Final answer:
Compressional stress is associated with folds at convergent boundaries, tensional stress leads to normal faults at divergent boundaries, and shear stress is related to strike-slip faults at transform boundaries.
Step-by-step explanation:
To which stress, strain, structure, and plate boundary are correctly matched can be complex as it requires specific examples, but more generally, compressional stress is associated with fold structures like anticlines and synclines and is commonly found at convergent boundaries; tensional stress leads to faults like normal faults and is typically seen at divergent boundaries; and shear stress is related to strike-slip faults which are characteristic of transform boundaries.

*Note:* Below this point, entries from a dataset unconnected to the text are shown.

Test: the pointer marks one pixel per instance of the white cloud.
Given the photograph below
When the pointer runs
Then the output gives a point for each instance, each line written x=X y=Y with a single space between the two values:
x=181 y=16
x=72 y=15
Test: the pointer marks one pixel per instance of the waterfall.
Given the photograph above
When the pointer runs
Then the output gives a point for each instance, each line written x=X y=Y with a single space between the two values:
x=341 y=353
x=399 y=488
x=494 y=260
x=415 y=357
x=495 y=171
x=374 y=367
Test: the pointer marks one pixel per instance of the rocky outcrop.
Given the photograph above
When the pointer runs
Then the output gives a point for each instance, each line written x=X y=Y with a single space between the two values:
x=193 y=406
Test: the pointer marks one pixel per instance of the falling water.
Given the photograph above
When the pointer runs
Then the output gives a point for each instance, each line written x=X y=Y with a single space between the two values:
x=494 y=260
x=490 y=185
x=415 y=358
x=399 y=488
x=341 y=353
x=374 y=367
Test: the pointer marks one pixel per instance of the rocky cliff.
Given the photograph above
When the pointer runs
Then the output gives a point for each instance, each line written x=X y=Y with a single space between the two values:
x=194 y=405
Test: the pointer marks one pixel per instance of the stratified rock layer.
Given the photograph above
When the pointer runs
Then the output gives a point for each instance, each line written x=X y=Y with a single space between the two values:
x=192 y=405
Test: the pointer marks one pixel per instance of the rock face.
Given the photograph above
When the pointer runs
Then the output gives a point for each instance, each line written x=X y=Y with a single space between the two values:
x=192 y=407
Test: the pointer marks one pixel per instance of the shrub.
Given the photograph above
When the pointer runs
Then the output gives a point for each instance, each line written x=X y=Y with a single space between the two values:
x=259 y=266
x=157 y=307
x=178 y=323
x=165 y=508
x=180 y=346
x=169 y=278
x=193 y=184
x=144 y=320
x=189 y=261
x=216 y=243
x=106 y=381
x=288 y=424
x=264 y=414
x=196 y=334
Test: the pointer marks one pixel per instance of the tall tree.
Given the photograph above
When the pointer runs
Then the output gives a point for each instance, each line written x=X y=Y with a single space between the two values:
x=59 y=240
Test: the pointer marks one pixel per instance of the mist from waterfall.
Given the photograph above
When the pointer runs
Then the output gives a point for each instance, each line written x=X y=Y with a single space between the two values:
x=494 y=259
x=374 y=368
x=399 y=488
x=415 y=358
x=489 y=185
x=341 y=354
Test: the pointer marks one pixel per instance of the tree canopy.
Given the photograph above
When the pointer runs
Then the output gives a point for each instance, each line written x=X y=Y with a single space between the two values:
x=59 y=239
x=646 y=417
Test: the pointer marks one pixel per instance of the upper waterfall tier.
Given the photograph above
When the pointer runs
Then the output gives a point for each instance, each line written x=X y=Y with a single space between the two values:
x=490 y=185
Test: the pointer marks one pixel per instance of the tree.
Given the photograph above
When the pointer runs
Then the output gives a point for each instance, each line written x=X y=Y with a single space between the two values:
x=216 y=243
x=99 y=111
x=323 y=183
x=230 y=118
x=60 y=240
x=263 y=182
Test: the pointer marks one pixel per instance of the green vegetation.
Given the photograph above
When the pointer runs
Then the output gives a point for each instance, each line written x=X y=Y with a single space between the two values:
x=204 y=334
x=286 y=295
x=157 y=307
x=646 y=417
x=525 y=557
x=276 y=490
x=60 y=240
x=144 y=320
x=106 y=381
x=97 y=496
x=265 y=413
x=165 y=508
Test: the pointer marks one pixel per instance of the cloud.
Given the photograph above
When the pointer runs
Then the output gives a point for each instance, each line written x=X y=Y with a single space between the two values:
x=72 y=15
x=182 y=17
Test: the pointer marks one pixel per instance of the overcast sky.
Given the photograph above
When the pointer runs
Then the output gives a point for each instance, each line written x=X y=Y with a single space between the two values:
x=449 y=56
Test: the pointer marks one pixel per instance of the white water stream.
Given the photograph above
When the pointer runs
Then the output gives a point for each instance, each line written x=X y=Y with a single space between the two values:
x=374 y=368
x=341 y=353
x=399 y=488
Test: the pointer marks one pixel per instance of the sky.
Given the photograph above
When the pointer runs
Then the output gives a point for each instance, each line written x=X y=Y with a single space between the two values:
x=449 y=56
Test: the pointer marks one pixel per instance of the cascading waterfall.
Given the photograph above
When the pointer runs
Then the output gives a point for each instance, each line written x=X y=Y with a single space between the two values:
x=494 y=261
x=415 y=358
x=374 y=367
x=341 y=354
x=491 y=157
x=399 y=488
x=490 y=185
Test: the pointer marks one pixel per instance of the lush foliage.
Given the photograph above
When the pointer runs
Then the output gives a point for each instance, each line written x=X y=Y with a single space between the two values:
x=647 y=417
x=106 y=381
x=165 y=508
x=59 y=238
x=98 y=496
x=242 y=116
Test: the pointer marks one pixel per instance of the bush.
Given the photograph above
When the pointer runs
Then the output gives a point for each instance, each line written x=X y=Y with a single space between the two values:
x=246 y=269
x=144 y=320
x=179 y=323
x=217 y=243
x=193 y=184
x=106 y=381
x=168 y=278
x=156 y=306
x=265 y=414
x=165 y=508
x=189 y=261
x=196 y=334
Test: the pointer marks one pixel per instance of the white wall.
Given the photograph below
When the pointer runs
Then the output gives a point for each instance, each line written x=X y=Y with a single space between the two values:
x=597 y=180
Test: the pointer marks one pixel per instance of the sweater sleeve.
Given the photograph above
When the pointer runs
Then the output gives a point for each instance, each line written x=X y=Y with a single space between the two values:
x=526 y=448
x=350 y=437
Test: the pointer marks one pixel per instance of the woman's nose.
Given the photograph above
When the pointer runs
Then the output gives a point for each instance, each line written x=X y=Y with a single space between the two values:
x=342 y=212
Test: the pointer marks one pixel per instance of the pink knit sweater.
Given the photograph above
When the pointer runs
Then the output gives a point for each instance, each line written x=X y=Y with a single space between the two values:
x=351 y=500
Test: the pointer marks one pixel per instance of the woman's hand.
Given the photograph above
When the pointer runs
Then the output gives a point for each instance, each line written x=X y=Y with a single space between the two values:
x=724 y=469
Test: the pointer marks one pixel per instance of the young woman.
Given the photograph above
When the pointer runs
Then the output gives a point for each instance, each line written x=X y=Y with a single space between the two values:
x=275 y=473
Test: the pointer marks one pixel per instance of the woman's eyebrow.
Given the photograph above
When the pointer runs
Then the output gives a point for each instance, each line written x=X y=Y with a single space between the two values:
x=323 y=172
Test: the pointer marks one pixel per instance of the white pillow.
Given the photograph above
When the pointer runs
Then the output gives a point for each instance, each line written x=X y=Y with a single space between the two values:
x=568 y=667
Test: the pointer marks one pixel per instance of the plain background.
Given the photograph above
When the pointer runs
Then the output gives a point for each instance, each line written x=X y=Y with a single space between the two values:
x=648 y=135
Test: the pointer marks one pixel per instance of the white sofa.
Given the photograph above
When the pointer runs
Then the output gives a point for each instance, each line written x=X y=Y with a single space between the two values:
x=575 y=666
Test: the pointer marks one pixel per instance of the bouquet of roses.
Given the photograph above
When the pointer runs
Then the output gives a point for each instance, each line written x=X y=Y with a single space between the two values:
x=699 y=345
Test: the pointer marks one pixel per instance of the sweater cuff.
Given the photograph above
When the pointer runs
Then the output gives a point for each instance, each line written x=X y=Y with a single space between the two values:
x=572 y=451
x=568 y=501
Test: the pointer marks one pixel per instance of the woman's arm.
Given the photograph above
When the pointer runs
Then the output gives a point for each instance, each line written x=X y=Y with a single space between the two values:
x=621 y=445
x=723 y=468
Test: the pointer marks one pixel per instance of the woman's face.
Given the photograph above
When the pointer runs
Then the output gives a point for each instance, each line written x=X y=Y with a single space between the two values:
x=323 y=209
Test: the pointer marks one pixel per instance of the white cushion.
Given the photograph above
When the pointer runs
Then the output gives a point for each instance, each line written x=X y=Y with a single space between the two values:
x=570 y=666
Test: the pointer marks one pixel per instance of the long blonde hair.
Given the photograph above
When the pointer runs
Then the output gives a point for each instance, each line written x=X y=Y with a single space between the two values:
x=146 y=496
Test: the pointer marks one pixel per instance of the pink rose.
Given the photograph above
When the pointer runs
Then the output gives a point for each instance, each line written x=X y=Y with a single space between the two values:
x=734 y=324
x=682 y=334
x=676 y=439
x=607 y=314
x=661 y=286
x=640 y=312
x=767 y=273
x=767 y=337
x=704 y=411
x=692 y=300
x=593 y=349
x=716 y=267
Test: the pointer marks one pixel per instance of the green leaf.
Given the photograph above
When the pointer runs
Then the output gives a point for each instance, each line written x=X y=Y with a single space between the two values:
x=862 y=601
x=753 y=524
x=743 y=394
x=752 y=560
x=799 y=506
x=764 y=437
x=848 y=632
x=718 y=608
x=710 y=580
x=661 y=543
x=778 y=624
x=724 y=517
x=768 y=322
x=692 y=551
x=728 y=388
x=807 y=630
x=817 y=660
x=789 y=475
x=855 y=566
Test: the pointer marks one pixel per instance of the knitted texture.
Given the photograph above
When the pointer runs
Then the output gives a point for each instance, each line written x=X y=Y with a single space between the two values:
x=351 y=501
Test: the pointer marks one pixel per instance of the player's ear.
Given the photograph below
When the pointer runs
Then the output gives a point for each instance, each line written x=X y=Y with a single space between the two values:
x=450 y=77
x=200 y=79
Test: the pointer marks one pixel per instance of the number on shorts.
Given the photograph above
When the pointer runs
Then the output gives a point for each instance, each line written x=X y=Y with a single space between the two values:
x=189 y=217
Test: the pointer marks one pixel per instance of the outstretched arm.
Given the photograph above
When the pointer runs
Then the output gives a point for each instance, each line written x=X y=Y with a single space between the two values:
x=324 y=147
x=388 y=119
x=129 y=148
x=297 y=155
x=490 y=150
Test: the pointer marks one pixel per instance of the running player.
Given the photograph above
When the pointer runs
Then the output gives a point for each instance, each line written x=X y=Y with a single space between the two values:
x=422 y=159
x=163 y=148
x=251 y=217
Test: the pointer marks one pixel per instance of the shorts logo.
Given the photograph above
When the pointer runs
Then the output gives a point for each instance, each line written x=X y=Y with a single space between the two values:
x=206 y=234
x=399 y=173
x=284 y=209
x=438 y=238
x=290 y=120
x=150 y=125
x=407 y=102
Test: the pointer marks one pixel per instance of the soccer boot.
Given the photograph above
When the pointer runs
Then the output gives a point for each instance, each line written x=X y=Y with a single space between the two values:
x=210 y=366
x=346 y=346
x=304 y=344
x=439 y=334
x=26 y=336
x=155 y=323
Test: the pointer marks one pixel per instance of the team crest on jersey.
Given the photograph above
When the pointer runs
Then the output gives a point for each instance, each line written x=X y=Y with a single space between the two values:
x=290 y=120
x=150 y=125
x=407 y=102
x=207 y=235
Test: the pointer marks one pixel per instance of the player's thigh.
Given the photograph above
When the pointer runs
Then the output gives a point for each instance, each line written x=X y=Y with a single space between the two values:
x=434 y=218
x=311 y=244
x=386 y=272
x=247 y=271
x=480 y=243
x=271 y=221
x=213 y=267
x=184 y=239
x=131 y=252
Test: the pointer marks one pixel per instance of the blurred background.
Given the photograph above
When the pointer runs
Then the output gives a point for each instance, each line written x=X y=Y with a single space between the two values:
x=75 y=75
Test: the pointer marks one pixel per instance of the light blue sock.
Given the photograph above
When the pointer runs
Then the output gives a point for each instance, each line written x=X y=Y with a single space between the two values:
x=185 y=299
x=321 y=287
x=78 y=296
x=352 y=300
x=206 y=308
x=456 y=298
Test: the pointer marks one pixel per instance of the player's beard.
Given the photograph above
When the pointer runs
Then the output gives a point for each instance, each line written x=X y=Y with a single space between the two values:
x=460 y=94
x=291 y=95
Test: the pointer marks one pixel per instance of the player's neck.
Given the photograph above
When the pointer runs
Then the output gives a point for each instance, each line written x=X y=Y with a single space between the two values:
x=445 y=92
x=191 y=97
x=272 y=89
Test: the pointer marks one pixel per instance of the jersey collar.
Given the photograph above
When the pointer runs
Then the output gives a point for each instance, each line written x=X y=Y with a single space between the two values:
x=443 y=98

Plate boundaries are regions where two tectonic plates meet. The stress applied at these boundaries, caused by the movement of the plates, influences the structure of the Earth's crust. At convergent plate boundaries, plates move towards each other, creating compressional stress, which can result in the folding of rocks into anticlines and synclines or even the creation of mountains through orogeny. Divergent plate boundaries, where plates move apart, induce tensional stress that can cause the crust to thin and break, forming normal faults. Meanwhile, a transform plate boundary, characterized by plates sliding horizontally past each other, generates shear stress leading to the development of strike-slip faults. Each type of stress affects the rock in different ways, resulting in various geologic structures that provide us clues about the history of tectonic activities.